Затаив дыхание, люди слушали.
Линник читал негромко, прерывисто, часто останавливаясь, чтобы передохнуть. Читать ему становилось с каждой страницей всё труднее, он часто спотыкался. Когда он добрался до момента падения Седова с нарты и вновь оторвался от чтения, переводя дух, Пинегин предложил свою помощь. Художник принял от Линника тетрадь в клеёнчатом чёрном переплёте и, внимательно вглядываясь в беглые карандашные строчки, стал читать:
— «…Лёжа на снегу в мешке, спросил: «Линник, почему нарта стоит на месте, а не двигается вперёд?» Тогда я сказал ему: «Вы с нарты упали». А на дворе с небольшой метели к вечеру началась настоящая вьюга. Тогда решено было движение прекратить и тут же разбить палатку, к которой подтащили мешок с начальником. Он с трудом влез в палатку, где сейчас же начали растирать его ноги спиртом. Сегодня начальник настолько слаб, что даже перестал записывать метеорологические наблюдения и также перестал вести свой дневник.

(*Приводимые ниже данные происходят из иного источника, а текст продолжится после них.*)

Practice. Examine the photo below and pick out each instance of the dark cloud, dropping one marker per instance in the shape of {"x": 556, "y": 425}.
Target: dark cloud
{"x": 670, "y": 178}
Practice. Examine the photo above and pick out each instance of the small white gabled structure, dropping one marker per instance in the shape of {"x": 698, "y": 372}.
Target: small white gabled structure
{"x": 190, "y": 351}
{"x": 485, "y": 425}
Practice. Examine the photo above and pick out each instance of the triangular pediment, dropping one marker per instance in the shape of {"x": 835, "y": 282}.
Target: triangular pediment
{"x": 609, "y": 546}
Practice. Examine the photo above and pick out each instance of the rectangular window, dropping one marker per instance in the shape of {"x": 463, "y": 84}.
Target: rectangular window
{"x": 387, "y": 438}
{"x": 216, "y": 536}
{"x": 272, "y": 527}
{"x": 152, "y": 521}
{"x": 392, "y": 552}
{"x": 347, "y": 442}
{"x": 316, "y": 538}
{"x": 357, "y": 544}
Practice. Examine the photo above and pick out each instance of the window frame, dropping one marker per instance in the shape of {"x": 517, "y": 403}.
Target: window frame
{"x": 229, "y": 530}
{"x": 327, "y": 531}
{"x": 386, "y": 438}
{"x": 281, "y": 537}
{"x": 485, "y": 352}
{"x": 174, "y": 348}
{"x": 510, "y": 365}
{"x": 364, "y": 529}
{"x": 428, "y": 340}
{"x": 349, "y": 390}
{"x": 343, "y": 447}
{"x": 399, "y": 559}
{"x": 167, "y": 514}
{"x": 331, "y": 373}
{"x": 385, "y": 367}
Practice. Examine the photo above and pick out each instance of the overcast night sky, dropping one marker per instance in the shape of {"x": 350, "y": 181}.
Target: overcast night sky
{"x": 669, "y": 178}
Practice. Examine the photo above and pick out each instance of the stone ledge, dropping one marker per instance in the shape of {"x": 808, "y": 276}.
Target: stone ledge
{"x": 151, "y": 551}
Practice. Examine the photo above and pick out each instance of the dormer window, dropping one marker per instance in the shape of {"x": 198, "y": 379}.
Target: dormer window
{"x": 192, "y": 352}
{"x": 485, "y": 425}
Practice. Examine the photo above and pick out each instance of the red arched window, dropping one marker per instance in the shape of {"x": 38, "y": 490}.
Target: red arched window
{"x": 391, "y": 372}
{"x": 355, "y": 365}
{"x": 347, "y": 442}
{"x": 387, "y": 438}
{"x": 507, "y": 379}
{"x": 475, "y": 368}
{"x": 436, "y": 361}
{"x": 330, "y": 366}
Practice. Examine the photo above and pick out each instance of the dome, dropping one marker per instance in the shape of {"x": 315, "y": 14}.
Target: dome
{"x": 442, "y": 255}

2 марта. Мороз до —41 градуса. Встали в 10 часов утра, хотя проснулись в 6 часов. На дворе снежная буря, двигаться вперёд невозможно. К тому же здоровье начальника почти безнадёжное. И одного часа за ночь не пришлось уснуть, так как начальник ежеминутно жалуется на ужасный холод в ногах и невозможность и тяжесть дыхания. Когда я сварил чай, то почти со слезами уговорил начальника выпить две чашки молочной муки «Нестле», это кроме компота, сваренного три дня тому назад. Начальник ничего не ест. После этой еды опять залезли в мешок, но не пришлось в нём пробыть одного часу, так как начальнику стало невыносимо тяжело дышать и холодно. Я скоро зажёг примус, а Пустошный пошёл засыпать палатку снегом, так как такой вьюги с — 35° до — 41° мороза ещё не было. Оставшись в палатке, я предложил начальнику чего-либо поесть и получил на всё отказ. Предложил, наконец, имеющуюся полукоробку осетрины или же коробку Вихоревых консервов, гороху, на что начальник изъявил желание. Тогда я велел Пустошному достать всё сказанное, а сам начал варить начальнику шоколад. Но Пустошный достал только осетрину, а гороху достать не мог, так как он работал при бешеной буре с —38° мороза, у него пошла кровь из носа и изо рта, после чего он залез в палатку отогреваться. Я же начал отогревать замёрзшую баночку осетрины, и когда еда была готова, то, не имея никакого понятия о болезни, а зная, что больным дают коньяк, я предложил начальнику рюмку коньяку для возбуждения аппетита. Когда начальник выпил, то тут же я испугался до невозможности, так как моментально начальнику стало плохо. К счастью, это скоро прошло. И тогда начальник изъявил желание съесть осетрины. Чайной ложкой я начал кормить начальника, и около половины полукоробки осетрины начальник съел. Затем выпил чашку шоколада и с трудом залез в спальный мешок. Вскоре из мешка начальник вылез и сел около горящего примуса, охая и тяжело дыша. Пульс, он говорит, уже несколько дней бьётся от 110 до 120 раз в минуту, и временами уже он теряет сознание.